Improving your arrow flight is the difference between 1st and 2nd place and coming home with delicious venison or not. Don’t be the sucker who empties their wallet on the best equipment, yet doesn’t spend the time to unlock its full potential. Paper tuning is an effective way to improve your accuracy immediately. Since my introduction to paper tuning, my success in the field has increased tenfold. I want you to have more success as well, please read on.
1. Paper Tuning. Paper tuning is a popular practice used to determine and adjust an arrow's flight. The archer shoots arrows through a piece of paper and evaluates the “rip” or tear created in the paper. This rip gives you clues to how your arrows are flying as well as adjustments needed to improve its flight. Ultimately, perfect arrow flight is what you and every other archer should strive for.
2. The Set Up. First, suspend a sheet of paper on a frame that can hold it from all four corners. You can buy paper tuning sheets and frames online or follow either of the "Do It Yourself" projects below. Place the frame about 6 feet away from you. Make sure the paper is directly in front of you, allowing you to shoot arrows straight through and not up or down into it.

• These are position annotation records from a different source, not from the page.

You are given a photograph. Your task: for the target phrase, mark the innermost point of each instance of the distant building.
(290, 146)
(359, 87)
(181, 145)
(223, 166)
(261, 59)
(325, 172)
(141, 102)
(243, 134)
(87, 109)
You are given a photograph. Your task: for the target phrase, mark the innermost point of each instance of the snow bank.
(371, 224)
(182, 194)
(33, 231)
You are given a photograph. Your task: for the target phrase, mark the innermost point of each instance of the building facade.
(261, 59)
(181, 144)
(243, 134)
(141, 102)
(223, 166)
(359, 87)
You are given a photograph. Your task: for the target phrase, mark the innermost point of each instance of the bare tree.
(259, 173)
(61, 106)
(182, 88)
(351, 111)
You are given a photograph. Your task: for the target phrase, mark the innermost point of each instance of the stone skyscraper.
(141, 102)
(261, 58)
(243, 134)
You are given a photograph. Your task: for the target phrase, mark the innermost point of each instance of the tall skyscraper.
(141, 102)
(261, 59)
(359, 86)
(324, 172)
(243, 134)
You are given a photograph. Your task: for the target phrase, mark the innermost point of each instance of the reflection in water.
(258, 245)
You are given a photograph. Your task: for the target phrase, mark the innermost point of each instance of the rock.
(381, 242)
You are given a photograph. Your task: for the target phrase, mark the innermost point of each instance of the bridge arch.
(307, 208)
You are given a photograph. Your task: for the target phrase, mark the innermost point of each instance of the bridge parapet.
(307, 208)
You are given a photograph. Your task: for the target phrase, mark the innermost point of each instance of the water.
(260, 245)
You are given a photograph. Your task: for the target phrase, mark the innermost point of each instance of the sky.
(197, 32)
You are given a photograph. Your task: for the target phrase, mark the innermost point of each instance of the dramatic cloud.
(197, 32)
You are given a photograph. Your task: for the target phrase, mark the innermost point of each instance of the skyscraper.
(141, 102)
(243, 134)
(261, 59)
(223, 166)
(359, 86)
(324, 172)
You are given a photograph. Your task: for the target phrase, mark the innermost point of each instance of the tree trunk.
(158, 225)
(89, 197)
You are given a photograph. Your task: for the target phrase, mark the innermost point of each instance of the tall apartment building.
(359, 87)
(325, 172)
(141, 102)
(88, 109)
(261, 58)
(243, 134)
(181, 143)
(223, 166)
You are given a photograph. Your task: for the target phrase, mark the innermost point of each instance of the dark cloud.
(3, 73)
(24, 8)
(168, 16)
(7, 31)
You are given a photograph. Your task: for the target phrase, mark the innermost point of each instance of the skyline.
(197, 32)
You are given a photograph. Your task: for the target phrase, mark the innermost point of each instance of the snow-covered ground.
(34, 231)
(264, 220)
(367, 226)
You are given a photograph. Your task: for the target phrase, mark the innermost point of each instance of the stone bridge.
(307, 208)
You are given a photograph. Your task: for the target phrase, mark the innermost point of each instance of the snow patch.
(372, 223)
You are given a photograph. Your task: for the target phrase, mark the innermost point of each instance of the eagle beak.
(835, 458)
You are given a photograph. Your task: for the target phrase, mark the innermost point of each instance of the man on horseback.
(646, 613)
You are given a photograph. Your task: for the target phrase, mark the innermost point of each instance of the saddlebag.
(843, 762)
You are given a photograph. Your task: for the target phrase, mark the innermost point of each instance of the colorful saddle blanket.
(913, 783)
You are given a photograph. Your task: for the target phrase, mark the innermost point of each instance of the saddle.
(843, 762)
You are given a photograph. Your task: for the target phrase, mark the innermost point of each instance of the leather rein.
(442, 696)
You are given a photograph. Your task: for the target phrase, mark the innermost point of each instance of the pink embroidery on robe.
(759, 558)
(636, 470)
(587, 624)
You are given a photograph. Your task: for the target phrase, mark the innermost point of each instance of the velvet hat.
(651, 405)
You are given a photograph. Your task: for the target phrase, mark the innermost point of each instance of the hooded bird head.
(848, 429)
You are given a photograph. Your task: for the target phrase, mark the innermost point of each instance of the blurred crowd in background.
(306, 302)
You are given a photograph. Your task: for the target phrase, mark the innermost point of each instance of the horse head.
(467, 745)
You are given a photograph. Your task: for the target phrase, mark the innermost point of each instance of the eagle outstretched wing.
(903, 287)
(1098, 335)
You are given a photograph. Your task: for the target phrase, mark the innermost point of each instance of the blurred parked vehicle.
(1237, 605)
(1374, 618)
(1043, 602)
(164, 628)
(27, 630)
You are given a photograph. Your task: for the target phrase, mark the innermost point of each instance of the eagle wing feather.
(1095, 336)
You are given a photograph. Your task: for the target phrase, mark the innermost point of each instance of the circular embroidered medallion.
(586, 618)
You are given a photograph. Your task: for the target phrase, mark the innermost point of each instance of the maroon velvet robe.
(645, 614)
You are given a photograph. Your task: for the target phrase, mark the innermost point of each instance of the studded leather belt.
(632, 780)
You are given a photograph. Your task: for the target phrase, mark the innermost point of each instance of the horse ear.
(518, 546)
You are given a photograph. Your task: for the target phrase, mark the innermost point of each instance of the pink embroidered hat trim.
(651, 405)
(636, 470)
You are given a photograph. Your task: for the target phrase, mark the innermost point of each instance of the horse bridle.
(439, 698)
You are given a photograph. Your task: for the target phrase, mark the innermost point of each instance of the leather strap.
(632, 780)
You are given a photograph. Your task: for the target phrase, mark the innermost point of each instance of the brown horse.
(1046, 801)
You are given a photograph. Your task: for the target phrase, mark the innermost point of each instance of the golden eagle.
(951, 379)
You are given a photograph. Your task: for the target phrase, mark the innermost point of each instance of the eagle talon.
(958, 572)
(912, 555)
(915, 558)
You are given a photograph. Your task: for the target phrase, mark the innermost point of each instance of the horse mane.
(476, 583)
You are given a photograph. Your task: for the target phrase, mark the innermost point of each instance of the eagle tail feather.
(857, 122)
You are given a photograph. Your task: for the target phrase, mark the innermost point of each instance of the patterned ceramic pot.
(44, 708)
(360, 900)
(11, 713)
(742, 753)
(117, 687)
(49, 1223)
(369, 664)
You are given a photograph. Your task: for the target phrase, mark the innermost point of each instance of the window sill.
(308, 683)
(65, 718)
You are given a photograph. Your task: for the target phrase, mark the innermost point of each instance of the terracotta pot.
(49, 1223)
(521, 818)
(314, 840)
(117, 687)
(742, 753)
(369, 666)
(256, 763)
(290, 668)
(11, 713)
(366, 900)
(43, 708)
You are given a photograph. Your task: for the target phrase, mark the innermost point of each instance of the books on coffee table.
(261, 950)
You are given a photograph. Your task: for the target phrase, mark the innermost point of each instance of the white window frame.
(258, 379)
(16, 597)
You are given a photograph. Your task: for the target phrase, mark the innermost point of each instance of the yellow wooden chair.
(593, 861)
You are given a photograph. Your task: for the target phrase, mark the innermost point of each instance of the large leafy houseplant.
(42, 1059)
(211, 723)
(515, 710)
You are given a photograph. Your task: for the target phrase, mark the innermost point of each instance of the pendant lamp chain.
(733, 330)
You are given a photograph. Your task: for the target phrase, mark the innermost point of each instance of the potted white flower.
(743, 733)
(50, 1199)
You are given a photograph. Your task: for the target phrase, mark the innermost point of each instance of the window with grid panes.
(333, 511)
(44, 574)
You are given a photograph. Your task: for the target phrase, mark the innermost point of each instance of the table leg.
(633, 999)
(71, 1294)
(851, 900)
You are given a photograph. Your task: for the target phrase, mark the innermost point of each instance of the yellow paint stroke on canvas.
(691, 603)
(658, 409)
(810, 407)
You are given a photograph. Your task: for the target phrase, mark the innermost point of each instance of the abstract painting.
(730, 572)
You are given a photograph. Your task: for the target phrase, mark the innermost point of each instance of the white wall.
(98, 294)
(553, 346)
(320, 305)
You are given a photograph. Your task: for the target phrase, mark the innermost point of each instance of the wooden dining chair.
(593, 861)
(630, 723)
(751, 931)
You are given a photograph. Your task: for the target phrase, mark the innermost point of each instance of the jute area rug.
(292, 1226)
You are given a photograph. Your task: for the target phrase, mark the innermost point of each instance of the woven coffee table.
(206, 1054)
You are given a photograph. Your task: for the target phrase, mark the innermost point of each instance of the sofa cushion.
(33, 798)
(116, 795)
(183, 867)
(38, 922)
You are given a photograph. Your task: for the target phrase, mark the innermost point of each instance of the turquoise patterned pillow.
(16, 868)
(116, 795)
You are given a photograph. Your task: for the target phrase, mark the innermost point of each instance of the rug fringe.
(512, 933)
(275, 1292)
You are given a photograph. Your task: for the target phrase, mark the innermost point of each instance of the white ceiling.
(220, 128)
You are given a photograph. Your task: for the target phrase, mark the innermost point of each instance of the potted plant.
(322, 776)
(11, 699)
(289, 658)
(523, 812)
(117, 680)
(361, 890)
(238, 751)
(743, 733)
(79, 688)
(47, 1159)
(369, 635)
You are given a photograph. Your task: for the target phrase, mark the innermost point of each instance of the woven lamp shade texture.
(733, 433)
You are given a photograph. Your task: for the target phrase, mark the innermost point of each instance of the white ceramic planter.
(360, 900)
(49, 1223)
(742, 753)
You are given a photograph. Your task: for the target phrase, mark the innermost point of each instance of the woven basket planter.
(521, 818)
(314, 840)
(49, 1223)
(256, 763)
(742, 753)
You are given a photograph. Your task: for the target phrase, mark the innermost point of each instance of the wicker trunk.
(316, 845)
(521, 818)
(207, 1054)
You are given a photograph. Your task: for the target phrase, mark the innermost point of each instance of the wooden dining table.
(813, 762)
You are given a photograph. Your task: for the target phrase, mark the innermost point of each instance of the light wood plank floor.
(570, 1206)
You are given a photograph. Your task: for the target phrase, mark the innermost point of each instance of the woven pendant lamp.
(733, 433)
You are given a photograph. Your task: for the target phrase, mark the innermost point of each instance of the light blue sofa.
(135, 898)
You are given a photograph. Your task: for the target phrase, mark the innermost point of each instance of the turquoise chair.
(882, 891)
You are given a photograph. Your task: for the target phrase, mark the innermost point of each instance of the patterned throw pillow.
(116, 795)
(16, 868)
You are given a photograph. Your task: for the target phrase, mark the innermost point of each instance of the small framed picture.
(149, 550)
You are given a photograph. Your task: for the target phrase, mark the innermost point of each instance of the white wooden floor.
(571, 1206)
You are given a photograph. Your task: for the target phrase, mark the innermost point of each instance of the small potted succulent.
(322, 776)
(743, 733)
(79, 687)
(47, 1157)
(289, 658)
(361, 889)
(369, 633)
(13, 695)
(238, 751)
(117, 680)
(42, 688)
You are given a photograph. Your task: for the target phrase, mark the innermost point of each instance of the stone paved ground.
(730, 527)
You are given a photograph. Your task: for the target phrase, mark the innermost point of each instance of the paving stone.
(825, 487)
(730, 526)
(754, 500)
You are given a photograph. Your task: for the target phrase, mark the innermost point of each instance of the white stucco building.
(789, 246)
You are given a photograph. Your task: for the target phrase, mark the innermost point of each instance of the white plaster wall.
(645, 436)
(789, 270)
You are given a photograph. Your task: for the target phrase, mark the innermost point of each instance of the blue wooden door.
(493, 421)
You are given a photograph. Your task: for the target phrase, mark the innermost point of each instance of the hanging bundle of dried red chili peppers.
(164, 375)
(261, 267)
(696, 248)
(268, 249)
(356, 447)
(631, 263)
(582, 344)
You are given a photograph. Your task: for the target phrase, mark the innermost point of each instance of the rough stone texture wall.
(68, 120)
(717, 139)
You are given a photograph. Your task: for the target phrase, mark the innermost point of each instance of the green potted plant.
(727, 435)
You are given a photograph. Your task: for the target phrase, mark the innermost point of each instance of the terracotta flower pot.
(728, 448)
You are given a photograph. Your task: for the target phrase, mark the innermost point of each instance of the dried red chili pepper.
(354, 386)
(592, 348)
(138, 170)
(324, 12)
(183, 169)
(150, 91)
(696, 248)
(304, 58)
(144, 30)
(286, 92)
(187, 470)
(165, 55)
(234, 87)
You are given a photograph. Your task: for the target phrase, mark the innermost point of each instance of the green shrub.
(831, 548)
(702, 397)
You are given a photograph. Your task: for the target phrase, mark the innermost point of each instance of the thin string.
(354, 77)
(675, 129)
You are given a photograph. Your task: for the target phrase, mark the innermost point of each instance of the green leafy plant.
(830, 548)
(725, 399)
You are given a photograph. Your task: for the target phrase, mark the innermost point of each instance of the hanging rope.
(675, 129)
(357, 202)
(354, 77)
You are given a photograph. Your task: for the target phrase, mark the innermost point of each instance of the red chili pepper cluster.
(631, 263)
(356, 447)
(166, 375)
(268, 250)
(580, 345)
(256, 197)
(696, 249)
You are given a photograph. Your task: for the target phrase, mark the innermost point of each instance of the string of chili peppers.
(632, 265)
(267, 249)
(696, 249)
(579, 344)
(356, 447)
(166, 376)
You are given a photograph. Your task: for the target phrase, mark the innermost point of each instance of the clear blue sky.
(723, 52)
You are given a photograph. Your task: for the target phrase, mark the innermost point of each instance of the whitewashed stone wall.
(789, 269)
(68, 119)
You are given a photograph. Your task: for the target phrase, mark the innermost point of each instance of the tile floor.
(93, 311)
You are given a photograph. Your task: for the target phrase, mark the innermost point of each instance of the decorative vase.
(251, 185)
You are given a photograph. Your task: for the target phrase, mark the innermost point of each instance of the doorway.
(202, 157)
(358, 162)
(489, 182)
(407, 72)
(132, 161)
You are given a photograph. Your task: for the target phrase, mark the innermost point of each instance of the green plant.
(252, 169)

- Option 1 – build a small frame out of wood and tape newspaper to it. This is simple and will cost about $10.
- Option 2 – get PVC pipe and make a fully free-standing, 6’ tall frame. Hang a large roll of paper below so you can pull the paper up. Clamp it up top and tear it off as you need. This option will cost about $50.
3. The Process. Next, shoot three arrows through the paper and note the tears they make. With each tear in the paper, you will see a rounded end and a three or four slotted hole made by the fletched end of the arrow. This tear will help you understand how your arrow is flying. For example, if the rounded end is up and the fletched hole is below it, you know your arrow is flying nose down with the point above the nock.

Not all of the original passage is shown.